Bagian 37

223 29 16
                                    

Tanpa bercermin, Laven sudah sadar jika kedua kelopak matanya membengak luar biasa. Air mata emosi yang keluar terus-meneruslah yang menjadi penyebabnya. Dalam tidurnya, segala pikiran yang menganggunya tak berkutik, masih mengusiknya menyelinap lewat mimpi. Tidurnya benar-benar tak menghilangkan lelah dan jauh dari kata nyenyak. Mungkin juga karena faktor suhu badannya yang ternyata hanya mereda sementara setelah minum obat. Sekarang ini masih panas, bahkan pening di kepala kini jauh lebih terasa.

Adzan subuh belum terdengar. Suasanya rumah juga masih senyap, membuat sosoknya dengan mengendap-endap melangkah ke dapur mencari mentimun dan memasukkan potongannya ke dalam mangkuk kecil berisi air dingin. Kembali berbaring di kamarnya, sosoknya dengan berani melawan dinginnya potongan mentimun itu dengan menaruhnya di kedua kelopak matanya. Beberapakali cowok itu mengganti potongan itu dan mengulang langkah yang sama. Hingga saat adzan terdengar, barulah ia duduk bersandar menjawab tiap baris panggilan adzan.

Rasa pedih dan berat di matanya sudah sangat berkurang. Ia harap tak ada orang rumah selain ayah yang mengetahui tangisnya, meskipun rasanya mustahil. Setidaknya bengkak yang tidak separah awalnya itu bisa menunjukkan bahwa tangisannya masih cukup lumrah meskipun kenyataannya air matanya tumpah meriah.

Inginnya air mata tak lagi ada setelah ia tumpahkan dengan volume begitu banyaknya. Namun, hal yang murni jika air mata itu terundang kembali menemaninya mengadu pada Dzat yang Maha Penyayang. Tak apa, sebab ketenangan itu mulai ia dapatkan setelah meluapkan semuanya yang ia rasakan. Sosoknya kembali mendapatkan kepercayaan bahwa pasti ada maksud tersirat di balik kemua yang ia dapat. Sakit iti memang begitu terasa, terlebih pada permulaannya. Akan tetapi, nyatanya sampai sekarang ia masih kuat bukan?

Melipat sajadahnya, Laven baru menyadari sesuatu. Ada seseorang yang wujudnya tak nampak berada di kamarnya. Itu artinya kemungkinan sudah ada yang ingkar sebab akan cukup sulit dipercaya jika kakaknya menempati kamar lain. Seharusnya Nanta akan jadi orang  yang paling mengkhawatirkannya kala mendapati dirinya yang pulang malam. Tapi, sosoknya juga sudah cukup lelah jika beban pikirnya harus bertambah.

"Semalam pulang jam berapa? Apa memang selalu pulang malam?"

Emosi di dalam gelas yang sudah ia jaga tetap rata kini sedikit terguncang dengan pertanyaan yang Oma lontarkan bahkan sebelum membiarkan dirinya duduk. Demi Tuhan. Laven mati-matian harus menahan diri untuk tetap dalam mode tenang, tak membiarkan emosi itu teraduk-aduk.

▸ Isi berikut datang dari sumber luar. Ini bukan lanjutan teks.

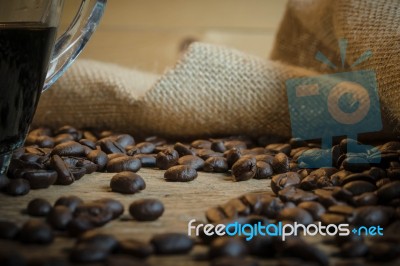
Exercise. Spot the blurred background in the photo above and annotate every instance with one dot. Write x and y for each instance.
(149, 35)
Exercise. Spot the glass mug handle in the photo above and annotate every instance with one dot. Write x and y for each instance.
(70, 44)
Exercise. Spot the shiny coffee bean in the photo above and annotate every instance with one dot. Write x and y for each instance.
(244, 169)
(127, 183)
(38, 207)
(180, 173)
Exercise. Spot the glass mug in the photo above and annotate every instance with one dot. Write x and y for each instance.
(31, 59)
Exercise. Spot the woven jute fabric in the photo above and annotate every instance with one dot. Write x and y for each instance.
(215, 90)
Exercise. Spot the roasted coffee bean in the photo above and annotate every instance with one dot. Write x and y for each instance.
(146, 160)
(298, 215)
(64, 175)
(281, 181)
(356, 164)
(38, 207)
(113, 205)
(59, 217)
(146, 209)
(122, 164)
(127, 183)
(87, 254)
(180, 173)
(232, 156)
(227, 247)
(192, 161)
(4, 180)
(280, 163)
(98, 240)
(371, 216)
(167, 158)
(8, 229)
(215, 214)
(98, 157)
(125, 140)
(389, 192)
(36, 232)
(218, 146)
(69, 148)
(365, 199)
(40, 178)
(279, 148)
(216, 165)
(136, 248)
(308, 252)
(18, 187)
(172, 243)
(244, 169)
(183, 150)
(263, 171)
(296, 195)
(69, 201)
(359, 187)
(110, 146)
(314, 208)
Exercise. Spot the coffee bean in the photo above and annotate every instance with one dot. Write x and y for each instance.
(40, 178)
(38, 207)
(280, 164)
(263, 171)
(192, 161)
(389, 191)
(87, 254)
(298, 215)
(69, 201)
(127, 183)
(232, 156)
(172, 243)
(98, 157)
(146, 209)
(69, 148)
(356, 164)
(371, 216)
(64, 175)
(244, 169)
(136, 248)
(36, 232)
(146, 160)
(359, 187)
(216, 165)
(116, 208)
(227, 247)
(8, 229)
(59, 217)
(122, 164)
(201, 144)
(314, 208)
(18, 187)
(281, 181)
(180, 173)
(167, 159)
(183, 150)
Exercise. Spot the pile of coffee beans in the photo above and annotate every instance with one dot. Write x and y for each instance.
(361, 188)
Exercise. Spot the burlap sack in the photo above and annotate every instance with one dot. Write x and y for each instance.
(215, 90)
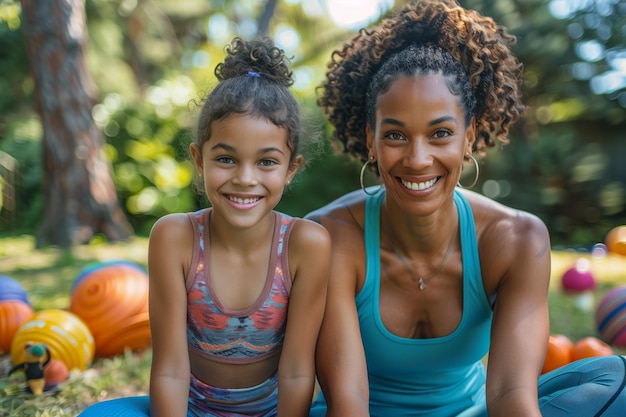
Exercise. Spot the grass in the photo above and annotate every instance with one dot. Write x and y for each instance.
(48, 275)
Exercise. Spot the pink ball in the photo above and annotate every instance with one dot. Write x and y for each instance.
(579, 277)
(611, 317)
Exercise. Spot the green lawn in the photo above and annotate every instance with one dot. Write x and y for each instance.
(48, 275)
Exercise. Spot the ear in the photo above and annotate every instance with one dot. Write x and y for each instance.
(294, 167)
(196, 156)
(369, 138)
(470, 135)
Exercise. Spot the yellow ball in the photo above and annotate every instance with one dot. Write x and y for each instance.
(616, 240)
(66, 335)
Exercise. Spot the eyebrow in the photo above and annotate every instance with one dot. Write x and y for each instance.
(262, 151)
(392, 121)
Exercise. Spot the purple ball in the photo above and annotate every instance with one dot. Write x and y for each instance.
(611, 317)
(579, 277)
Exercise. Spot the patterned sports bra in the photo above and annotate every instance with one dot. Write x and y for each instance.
(237, 336)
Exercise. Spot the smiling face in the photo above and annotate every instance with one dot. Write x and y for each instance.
(419, 141)
(245, 165)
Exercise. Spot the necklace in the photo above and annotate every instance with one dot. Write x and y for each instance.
(422, 280)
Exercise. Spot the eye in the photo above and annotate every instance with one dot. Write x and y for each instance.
(225, 160)
(394, 135)
(267, 162)
(442, 133)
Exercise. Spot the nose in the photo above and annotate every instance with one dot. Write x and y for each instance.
(245, 175)
(418, 155)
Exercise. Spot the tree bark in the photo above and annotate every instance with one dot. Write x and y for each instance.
(80, 199)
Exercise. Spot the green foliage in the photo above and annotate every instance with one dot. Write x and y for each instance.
(48, 274)
(150, 60)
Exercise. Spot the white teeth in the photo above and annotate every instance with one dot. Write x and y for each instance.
(418, 186)
(243, 200)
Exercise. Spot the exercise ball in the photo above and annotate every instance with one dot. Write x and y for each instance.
(113, 300)
(11, 289)
(610, 317)
(579, 278)
(66, 335)
(91, 268)
(13, 313)
(55, 372)
(616, 240)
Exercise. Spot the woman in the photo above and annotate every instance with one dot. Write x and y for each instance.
(428, 278)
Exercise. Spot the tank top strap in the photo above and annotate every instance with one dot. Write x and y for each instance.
(373, 204)
(199, 223)
(473, 278)
(280, 245)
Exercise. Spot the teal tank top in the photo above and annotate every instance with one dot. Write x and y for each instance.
(436, 377)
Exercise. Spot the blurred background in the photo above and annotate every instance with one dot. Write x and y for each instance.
(98, 101)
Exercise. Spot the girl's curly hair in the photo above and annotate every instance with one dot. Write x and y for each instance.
(253, 79)
(476, 41)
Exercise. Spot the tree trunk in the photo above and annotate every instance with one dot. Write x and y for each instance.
(80, 199)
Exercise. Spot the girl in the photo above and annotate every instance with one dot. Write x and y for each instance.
(237, 291)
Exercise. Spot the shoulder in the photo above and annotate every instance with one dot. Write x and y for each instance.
(171, 227)
(308, 235)
(498, 222)
(508, 239)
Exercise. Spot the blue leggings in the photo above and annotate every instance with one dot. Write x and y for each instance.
(592, 387)
(204, 401)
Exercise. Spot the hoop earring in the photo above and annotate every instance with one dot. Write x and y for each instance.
(458, 184)
(361, 180)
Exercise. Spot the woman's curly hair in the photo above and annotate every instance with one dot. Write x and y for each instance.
(476, 41)
(253, 79)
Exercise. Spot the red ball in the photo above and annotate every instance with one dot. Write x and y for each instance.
(113, 301)
(13, 313)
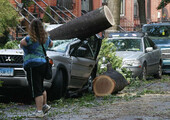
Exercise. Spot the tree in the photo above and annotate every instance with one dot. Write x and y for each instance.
(142, 13)
(46, 18)
(114, 6)
(8, 19)
(163, 3)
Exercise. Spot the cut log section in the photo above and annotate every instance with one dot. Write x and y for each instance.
(110, 82)
(84, 26)
(103, 85)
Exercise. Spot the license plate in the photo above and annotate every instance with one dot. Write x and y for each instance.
(6, 71)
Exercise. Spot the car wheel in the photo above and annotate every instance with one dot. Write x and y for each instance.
(57, 86)
(159, 72)
(143, 75)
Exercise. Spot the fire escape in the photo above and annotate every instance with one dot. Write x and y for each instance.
(59, 15)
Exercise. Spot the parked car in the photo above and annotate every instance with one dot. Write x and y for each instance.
(74, 65)
(160, 35)
(140, 55)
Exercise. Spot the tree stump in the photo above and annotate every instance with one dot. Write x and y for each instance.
(84, 26)
(110, 82)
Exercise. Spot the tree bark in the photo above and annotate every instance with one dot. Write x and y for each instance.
(142, 13)
(114, 6)
(85, 26)
(108, 83)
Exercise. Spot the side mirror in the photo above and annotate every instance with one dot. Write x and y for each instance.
(149, 49)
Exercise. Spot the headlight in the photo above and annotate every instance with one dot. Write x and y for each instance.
(103, 66)
(131, 63)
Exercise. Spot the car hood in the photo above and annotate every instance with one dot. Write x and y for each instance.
(161, 42)
(128, 55)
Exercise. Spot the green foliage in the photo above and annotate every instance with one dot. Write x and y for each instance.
(8, 16)
(27, 3)
(11, 45)
(46, 18)
(163, 3)
(107, 55)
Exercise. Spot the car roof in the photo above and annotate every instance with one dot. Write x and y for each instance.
(126, 34)
(157, 24)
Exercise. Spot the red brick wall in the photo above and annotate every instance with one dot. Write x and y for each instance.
(155, 12)
(97, 4)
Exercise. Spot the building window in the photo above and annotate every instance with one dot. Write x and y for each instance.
(122, 8)
(135, 8)
(104, 2)
(65, 3)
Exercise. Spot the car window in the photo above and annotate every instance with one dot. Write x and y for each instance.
(84, 50)
(152, 44)
(61, 45)
(157, 30)
(127, 44)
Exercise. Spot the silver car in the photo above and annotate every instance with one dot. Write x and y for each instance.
(140, 55)
(74, 66)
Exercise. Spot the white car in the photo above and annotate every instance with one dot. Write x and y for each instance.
(140, 55)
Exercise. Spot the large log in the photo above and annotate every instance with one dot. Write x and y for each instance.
(110, 82)
(84, 26)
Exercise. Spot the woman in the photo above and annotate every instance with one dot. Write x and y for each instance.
(34, 64)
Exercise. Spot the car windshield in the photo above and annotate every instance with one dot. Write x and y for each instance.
(127, 44)
(60, 45)
(157, 30)
(162, 40)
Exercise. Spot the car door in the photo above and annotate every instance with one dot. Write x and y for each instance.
(156, 55)
(83, 62)
(148, 56)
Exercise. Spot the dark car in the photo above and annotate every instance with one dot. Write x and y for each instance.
(140, 55)
(74, 65)
(160, 35)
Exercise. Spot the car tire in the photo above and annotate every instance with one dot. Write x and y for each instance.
(143, 74)
(158, 75)
(57, 86)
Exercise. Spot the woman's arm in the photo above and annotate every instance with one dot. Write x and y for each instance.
(51, 44)
(23, 42)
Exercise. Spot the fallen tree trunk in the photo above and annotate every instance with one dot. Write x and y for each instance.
(108, 83)
(84, 26)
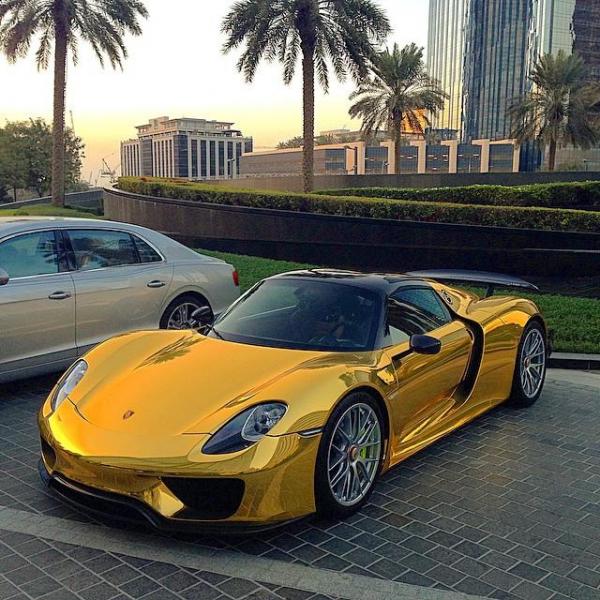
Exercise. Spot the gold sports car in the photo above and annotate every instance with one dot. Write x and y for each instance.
(293, 402)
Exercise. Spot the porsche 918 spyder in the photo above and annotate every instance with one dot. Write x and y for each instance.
(292, 402)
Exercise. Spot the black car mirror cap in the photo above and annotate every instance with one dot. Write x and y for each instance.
(4, 277)
(425, 344)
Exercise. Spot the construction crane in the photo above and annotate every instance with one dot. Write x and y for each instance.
(107, 171)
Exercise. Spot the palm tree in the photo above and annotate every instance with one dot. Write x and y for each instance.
(560, 109)
(58, 25)
(337, 32)
(398, 91)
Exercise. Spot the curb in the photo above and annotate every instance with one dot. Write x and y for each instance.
(567, 360)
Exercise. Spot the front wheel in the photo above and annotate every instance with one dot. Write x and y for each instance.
(350, 456)
(178, 315)
(530, 370)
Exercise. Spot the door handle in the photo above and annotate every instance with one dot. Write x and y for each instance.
(59, 296)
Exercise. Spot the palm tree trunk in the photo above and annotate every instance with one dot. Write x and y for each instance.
(60, 83)
(397, 147)
(308, 99)
(552, 156)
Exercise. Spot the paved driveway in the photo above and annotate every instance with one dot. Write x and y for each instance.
(508, 507)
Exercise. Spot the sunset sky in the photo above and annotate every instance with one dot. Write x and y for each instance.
(176, 68)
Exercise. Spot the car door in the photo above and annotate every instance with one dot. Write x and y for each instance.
(426, 384)
(121, 284)
(37, 305)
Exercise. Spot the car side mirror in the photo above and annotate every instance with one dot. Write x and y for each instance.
(425, 344)
(4, 277)
(202, 316)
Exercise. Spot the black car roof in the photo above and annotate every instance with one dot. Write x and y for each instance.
(377, 282)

"Bu.. 'Kan udah dijelasin Rendra."  Suara tenang bunda menyapa telinga, sedikit mengurangi ketegangan yang ada. Tapi, tak cukup berefek jika itu untuk ketenangan hati sosoknya.

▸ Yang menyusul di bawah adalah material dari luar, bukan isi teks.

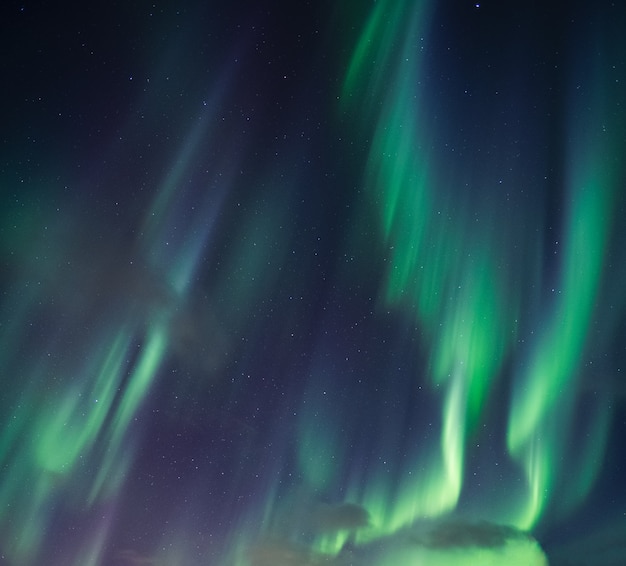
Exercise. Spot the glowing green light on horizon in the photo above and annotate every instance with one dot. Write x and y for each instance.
(445, 273)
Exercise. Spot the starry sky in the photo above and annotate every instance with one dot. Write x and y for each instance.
(303, 283)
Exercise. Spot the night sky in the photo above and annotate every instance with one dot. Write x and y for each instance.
(292, 284)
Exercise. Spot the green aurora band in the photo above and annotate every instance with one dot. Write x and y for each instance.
(455, 276)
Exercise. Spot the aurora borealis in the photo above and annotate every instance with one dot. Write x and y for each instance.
(289, 285)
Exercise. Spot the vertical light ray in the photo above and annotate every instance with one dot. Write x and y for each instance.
(543, 405)
(442, 273)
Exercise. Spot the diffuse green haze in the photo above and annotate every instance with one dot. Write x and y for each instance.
(544, 408)
(458, 278)
(440, 269)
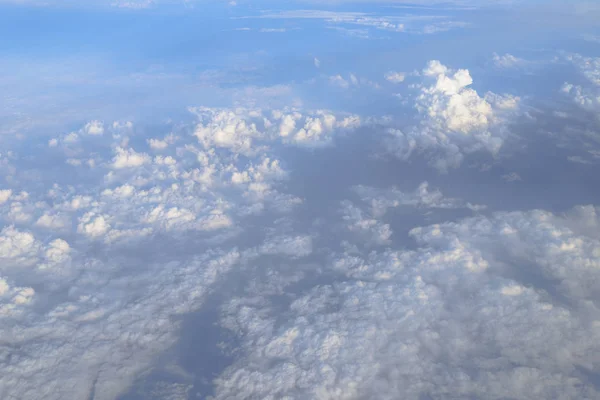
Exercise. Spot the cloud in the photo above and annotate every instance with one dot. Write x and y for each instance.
(92, 278)
(417, 24)
(129, 158)
(94, 128)
(240, 130)
(380, 200)
(418, 323)
(587, 98)
(395, 77)
(507, 61)
(455, 120)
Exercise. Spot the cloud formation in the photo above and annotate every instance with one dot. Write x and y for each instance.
(454, 119)
(454, 318)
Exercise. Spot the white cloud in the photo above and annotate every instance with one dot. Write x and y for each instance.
(454, 119)
(338, 80)
(380, 200)
(5, 195)
(512, 177)
(395, 77)
(372, 230)
(129, 158)
(587, 97)
(507, 61)
(92, 225)
(94, 128)
(417, 323)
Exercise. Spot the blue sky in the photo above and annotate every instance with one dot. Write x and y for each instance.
(301, 200)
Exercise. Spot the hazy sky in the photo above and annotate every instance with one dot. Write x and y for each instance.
(299, 200)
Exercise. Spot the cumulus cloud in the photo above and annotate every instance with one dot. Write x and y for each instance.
(129, 158)
(107, 246)
(419, 323)
(380, 200)
(395, 77)
(455, 120)
(587, 97)
(507, 61)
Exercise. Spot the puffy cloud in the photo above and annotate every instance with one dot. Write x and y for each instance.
(454, 119)
(116, 252)
(5, 194)
(395, 77)
(94, 128)
(247, 131)
(418, 323)
(371, 229)
(93, 225)
(381, 200)
(507, 61)
(128, 158)
(587, 98)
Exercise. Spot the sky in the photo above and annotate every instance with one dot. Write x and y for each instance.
(205, 199)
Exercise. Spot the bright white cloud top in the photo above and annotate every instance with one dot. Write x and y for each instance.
(290, 203)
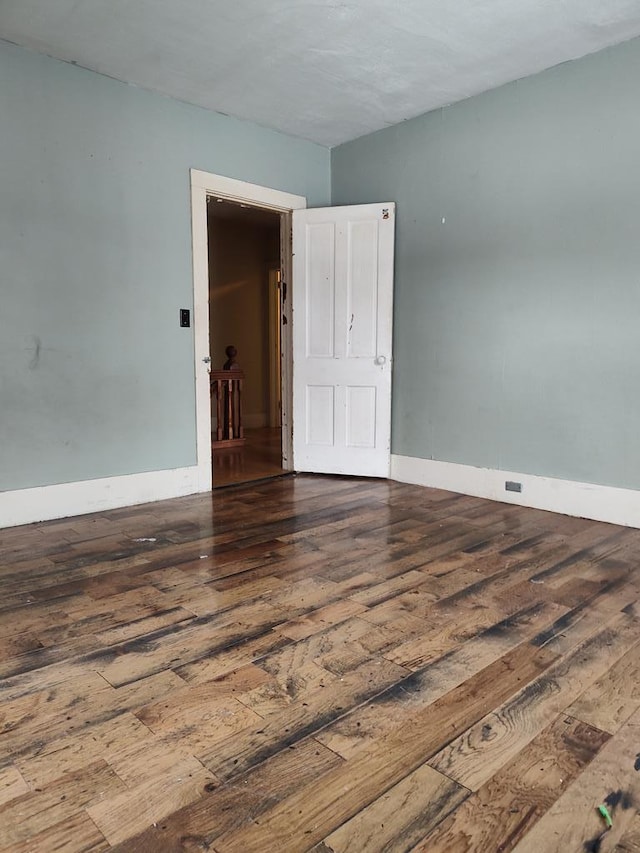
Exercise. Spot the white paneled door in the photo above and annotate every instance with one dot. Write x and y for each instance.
(342, 326)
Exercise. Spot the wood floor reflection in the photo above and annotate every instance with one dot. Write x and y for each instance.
(261, 457)
(319, 664)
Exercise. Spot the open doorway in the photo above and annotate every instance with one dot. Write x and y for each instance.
(245, 311)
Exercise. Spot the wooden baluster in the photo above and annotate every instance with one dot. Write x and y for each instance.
(230, 408)
(239, 425)
(218, 393)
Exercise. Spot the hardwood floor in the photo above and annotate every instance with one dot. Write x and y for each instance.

"Maaf, Oma. Aku izin makan di kamar."

Laven tahu jika tindakannya akan membuat hati Oma jauh dari kata lega. Tapi, itu harus ia lakukan guna menjaga air matanya yang sedang kehilangan rasa malu saat ini. Maka, dengan pelan tapi pasti, kakinya kembali menuju kamar membawa sepiring sarapan. Kalau tidak untuk menjaga perasaan yang lain, tentu ia sudah tak ada niatan untuk makan dan menampakkan diri.

"Ayah kamu baru cari koran. Demamnya udah mendingan belum?" Lita bertanya bersamaan dengan punggung tangannya yang sudah mengecek suhu di dahi sosoknya.

"Masih panas. Ke klinik ya? Atau mau bunda panggilin dokter?"

Pelan, sosoknya menggeleng. Tak ingin banyak bicara, Laven mencoba fokus pada sarapannya. Pikirnya mengatakan, kalau bunda sudah tahu tentang demamnya, besar kemungkinan bunda juga tahu tentang tangisnya.

"Ya udah. Tapi kalau dirasa belum mendingan, harus terima ya kalau bunda panggilin dokter."

Daripada menjawab, sosoknya memilih mengangguk pelan. Kalau mau tahu harapannya, ia ingin agar jalannya waktu bisa dipercepat. Laven ingin segera menuntut penjelasan dan meluapkan apa yang ia rasakan.